Dallas Federal Reserve President Richard Fisher said on Tuesday that the winding down of the Fed's accommodative monetary policies needed to start as soon as the economy shows convincing signs of traction.

When it comes time to tighten monetary policy, my colleagues and I will move with an alacrity that, if needed, will be equal in speed and intensity to that with which we pursued monetary accommodation, Fisher said in a speech to the Texas Christian University Business Network of Dallas.

Fisher's suggestion of a swift reversal in policy echoed comments made last week by Fed Governor Kevin Warsh.

Since then, financial markets have started to anticipate more aggressive increases to the Fed's target interest rates, which have been set near zero since December 2008.

Derivatives prices suggest the fed funds rate will be raised to 0.75 percent by mid-2010.

The policymaker did not hint at when the Fed's policies will start to be reversed but he expressed cautious optimism about the economy in general and the housing market in particular.

There is some concern that the hope for a housing rebound could succumb to the headwinds experienced earlier if the efforts of fiscal and monetary authorities are allowed to expire.

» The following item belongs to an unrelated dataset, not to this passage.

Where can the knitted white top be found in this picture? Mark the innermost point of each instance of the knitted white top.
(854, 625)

Yet, that said, there is, in my opinion, a limit to the life support that can be provided, he said.

The market for housing will not become truly robust until market forces replace government support, Fisher said.

We have thus indicated to the marketplace that, for our part, the FOMC expects we will complete the execution of our $1.25 trillion intervention in the mortgage-backed securities market by the end of the first quarter of next year.

Fisher is not a voting member of the Federal Open Market Committee in 2009.